Perturbation of Fluorescence by Nonspecific Interactions between Anionic Poly(phenylenevinylene)s and Proteins:  Implications for Biosensors

The use of anionic water-soluble conjugated polymers (CPs) for sensing the presence of avidin by use of a biotin-modified fluorescence quencher was studied. The molecules involved in the study included poly[2-methoxy-5-(3‘-propyloxysulfonate)-1,4-phenylenevinylene] with either lithium (Li⁺-MPS-PPV) or sodium (Na⁺-MPS-PPV) countercations, the well-defined oligomer pentasodium 1,4-bis(4‘(2‘ ‘,4‘ ‘-bis(butoxysulfonate)-styryl)-styryl)2-butoxysulfonate-5-methoxybenzene (5R5^-), the quenchers N-methyl-4,4‘-pyridylpyridinium iodide (mMV⁺) and [N-(biotinoyl)-N‘-(acetyl 4,4‘-pyridylpyridinium iodide)] ethylenediamine (BPP⁺), which contains a molecular recognition fragment (biotin) attached to a unit that accepts an electron from a CP excited state, and the proteins avidin, tau, BSA, and pepsin A. Fluorescence quenching experiments were examined in a variety of conditions.
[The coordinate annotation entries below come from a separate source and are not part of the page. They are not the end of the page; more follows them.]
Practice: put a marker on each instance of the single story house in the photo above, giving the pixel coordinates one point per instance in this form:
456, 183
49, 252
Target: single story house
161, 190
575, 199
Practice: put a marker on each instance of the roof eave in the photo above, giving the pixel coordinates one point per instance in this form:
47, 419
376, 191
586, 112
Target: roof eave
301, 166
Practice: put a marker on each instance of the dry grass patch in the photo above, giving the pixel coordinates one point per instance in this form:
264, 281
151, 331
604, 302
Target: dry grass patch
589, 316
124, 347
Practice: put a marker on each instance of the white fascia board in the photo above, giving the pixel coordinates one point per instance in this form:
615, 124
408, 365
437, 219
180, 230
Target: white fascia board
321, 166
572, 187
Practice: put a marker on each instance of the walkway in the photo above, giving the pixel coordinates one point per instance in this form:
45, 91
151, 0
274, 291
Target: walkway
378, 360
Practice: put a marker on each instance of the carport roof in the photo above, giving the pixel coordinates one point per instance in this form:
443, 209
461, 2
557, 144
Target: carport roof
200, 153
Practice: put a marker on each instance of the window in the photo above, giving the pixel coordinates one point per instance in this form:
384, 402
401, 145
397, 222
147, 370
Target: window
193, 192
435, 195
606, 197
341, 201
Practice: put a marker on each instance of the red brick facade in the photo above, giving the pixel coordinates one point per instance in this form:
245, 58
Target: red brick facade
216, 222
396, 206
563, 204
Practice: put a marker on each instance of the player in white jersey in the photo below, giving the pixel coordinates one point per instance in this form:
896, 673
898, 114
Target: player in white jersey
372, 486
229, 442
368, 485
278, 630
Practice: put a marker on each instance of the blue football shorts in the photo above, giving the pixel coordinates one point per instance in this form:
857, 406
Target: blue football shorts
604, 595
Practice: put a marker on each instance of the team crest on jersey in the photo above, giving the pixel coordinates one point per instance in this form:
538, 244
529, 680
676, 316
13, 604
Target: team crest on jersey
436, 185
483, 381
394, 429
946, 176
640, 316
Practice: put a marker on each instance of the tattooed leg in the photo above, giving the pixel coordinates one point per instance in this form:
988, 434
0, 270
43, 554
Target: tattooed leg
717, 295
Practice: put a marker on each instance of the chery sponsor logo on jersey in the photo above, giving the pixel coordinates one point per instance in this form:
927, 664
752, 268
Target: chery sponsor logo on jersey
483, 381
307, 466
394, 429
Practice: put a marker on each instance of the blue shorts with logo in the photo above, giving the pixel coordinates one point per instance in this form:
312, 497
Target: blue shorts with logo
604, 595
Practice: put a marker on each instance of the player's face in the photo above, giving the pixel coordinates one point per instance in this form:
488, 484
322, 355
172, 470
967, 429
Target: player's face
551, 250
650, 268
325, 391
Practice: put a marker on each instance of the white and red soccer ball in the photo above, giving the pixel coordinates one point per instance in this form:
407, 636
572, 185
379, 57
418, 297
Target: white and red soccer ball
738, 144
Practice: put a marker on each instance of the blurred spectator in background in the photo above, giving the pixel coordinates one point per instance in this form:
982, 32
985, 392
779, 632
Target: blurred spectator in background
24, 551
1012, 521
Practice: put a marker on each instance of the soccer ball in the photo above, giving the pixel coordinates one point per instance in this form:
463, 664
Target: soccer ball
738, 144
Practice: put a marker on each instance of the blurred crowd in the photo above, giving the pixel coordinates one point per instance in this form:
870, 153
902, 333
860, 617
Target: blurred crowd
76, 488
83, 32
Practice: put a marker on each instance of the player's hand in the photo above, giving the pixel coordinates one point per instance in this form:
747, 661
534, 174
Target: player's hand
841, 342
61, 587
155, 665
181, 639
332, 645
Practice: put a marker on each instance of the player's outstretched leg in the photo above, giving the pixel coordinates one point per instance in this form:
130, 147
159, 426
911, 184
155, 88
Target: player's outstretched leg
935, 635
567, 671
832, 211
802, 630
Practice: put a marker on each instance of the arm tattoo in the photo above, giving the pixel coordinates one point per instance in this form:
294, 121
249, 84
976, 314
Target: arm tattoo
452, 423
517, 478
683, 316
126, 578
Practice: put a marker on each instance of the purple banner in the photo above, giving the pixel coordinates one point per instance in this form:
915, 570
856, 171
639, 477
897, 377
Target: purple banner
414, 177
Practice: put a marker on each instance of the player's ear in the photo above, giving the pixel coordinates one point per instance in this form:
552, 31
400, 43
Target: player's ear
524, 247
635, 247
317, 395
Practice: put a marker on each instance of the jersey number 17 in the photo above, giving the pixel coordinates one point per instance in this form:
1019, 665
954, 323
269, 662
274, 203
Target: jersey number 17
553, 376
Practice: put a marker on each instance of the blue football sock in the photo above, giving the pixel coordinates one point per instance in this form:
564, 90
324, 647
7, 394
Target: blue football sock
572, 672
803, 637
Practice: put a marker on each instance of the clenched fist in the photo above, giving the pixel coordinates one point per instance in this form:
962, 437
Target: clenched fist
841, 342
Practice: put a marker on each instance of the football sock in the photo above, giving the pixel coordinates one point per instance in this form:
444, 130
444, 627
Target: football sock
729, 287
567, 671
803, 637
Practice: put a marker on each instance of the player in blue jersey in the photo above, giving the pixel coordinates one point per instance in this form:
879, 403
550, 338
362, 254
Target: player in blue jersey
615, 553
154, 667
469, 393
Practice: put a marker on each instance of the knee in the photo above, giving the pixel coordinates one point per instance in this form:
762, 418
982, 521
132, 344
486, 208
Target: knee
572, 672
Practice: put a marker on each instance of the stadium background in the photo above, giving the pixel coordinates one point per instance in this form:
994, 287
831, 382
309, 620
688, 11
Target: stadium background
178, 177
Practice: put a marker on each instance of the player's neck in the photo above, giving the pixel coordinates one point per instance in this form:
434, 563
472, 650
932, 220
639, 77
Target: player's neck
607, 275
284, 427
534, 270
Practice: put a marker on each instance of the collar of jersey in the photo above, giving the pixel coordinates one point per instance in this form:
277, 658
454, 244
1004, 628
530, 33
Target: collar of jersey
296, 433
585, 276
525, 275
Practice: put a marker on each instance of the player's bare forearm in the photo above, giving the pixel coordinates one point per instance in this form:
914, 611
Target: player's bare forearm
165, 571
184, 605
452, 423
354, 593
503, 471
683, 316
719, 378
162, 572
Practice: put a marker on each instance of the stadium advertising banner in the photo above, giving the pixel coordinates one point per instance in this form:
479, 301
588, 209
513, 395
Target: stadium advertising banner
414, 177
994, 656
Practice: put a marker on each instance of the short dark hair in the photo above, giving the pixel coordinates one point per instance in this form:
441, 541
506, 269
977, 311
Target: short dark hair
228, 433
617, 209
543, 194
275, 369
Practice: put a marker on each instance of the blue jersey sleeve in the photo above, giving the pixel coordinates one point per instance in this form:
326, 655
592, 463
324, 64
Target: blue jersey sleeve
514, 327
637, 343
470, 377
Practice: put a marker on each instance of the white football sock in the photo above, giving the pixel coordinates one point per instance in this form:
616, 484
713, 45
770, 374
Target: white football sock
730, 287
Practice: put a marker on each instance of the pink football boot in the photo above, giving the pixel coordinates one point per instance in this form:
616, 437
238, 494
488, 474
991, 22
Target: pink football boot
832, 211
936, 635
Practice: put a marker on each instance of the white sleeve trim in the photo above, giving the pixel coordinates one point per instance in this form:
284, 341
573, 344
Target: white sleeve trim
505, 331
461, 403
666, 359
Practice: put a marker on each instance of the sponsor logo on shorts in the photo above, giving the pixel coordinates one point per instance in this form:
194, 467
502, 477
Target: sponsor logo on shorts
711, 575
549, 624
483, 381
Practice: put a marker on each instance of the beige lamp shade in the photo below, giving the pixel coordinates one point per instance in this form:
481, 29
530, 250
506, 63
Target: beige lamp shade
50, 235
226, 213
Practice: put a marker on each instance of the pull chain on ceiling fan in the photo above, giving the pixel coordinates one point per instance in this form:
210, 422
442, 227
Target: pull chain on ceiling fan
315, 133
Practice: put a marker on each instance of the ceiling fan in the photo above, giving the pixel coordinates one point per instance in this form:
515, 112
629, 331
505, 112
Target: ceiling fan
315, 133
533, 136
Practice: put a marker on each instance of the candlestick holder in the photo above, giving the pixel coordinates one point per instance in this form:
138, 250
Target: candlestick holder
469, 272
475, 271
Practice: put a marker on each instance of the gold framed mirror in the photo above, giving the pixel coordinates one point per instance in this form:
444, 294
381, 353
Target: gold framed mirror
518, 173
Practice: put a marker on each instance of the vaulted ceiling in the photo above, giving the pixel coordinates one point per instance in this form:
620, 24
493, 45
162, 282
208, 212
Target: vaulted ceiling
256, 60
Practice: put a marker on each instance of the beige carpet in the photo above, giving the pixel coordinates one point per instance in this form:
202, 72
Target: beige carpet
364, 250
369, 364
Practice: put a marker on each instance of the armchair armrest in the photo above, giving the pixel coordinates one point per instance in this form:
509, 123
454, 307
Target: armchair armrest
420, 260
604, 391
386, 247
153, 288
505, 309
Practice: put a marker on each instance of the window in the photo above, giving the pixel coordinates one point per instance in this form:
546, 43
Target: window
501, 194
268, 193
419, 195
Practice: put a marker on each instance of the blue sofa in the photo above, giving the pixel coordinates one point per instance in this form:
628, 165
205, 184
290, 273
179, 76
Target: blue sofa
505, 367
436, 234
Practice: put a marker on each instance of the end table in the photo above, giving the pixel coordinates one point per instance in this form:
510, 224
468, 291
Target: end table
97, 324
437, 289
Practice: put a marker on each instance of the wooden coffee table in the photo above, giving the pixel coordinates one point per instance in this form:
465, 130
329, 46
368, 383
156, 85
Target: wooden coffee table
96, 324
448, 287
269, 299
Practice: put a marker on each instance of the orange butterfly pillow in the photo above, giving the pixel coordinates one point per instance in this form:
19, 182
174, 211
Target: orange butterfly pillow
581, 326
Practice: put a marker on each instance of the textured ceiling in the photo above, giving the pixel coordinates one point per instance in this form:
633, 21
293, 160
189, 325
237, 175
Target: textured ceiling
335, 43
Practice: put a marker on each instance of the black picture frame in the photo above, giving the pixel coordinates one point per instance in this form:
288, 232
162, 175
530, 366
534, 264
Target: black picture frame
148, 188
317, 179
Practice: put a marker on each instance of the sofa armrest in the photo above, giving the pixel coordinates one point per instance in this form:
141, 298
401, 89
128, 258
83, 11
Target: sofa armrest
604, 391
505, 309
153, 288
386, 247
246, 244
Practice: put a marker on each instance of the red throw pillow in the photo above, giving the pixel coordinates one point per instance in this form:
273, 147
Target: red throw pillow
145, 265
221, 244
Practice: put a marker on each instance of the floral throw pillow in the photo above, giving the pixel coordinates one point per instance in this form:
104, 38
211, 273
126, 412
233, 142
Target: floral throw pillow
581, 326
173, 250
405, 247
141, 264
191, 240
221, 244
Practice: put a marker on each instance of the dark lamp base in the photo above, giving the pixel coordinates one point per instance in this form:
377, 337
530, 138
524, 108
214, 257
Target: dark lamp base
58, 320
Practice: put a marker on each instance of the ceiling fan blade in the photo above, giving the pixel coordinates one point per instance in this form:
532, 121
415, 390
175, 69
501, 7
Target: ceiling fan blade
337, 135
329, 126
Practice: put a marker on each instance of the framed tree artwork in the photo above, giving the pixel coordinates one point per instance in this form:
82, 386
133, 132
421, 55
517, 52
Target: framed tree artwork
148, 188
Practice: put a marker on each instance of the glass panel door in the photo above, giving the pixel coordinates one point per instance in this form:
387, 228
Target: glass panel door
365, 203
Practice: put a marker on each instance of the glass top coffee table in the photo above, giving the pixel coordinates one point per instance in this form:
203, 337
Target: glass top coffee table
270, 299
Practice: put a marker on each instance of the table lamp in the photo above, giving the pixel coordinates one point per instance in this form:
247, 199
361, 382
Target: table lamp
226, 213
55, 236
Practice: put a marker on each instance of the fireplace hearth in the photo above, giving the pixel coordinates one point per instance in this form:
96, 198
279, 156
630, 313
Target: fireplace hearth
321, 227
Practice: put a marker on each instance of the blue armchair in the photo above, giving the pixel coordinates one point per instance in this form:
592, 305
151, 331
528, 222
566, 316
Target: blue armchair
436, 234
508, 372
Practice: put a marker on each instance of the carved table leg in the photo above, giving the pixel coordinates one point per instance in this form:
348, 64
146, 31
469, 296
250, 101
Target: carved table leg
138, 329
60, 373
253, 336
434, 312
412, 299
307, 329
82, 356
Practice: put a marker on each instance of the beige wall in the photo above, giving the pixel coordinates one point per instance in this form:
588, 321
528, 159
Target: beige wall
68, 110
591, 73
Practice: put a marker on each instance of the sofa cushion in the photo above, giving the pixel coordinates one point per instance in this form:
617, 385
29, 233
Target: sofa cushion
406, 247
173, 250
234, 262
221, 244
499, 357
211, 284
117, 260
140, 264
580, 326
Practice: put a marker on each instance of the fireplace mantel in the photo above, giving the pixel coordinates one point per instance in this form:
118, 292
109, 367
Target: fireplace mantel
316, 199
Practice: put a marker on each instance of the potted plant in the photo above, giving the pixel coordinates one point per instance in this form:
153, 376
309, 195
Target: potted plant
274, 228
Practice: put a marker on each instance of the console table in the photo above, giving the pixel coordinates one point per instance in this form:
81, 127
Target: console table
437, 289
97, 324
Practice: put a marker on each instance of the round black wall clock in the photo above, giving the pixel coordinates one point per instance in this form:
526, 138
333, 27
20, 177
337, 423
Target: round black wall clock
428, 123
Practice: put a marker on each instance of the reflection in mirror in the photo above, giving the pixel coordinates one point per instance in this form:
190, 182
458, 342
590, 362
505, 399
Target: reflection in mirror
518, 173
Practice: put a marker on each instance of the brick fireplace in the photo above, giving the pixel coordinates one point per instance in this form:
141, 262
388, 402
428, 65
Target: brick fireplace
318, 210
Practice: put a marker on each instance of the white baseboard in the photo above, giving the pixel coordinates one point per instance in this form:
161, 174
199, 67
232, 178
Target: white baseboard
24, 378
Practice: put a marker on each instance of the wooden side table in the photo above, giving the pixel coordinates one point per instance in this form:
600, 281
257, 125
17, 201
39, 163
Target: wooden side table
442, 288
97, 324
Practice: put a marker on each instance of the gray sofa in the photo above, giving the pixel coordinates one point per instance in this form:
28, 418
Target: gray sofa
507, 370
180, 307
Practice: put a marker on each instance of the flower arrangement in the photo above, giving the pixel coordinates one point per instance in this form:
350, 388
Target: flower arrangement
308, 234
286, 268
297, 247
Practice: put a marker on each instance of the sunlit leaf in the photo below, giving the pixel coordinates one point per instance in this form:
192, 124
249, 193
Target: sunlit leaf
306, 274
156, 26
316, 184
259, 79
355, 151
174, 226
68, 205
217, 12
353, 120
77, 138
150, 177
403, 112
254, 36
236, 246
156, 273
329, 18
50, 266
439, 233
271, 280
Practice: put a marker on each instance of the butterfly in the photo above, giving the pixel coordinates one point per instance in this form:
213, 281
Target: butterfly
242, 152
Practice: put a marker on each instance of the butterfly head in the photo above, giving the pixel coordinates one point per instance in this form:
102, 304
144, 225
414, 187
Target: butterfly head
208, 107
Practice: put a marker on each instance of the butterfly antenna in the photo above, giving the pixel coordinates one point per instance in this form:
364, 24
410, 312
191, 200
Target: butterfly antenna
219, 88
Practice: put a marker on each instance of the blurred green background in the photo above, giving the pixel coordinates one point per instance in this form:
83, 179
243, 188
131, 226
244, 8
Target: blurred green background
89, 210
Experiments carried out in water and in ammonium carbonate buffer (which ensures avidin/biotin complexation) reveal that nonspecific interactions between the CP and the proteins cause substantial perturbations on the CP fluorescence. The overall findings are not consistent with a simple mechanism whereby avidin complexation of BPP⁺ leads to encapsulation of the quencher molecule and recovery of Li⁺-MPS-PPV fluorescence. Instead, we propose that binding of BPP⁺ to avidin results in the quenching unit attaching to a positively charged macromolecule. Electrostatic attraction to the negatively charged conjugated polymer results in closer proximity to the quencher. Therefore, more enhanced fluorescence quenching is observed.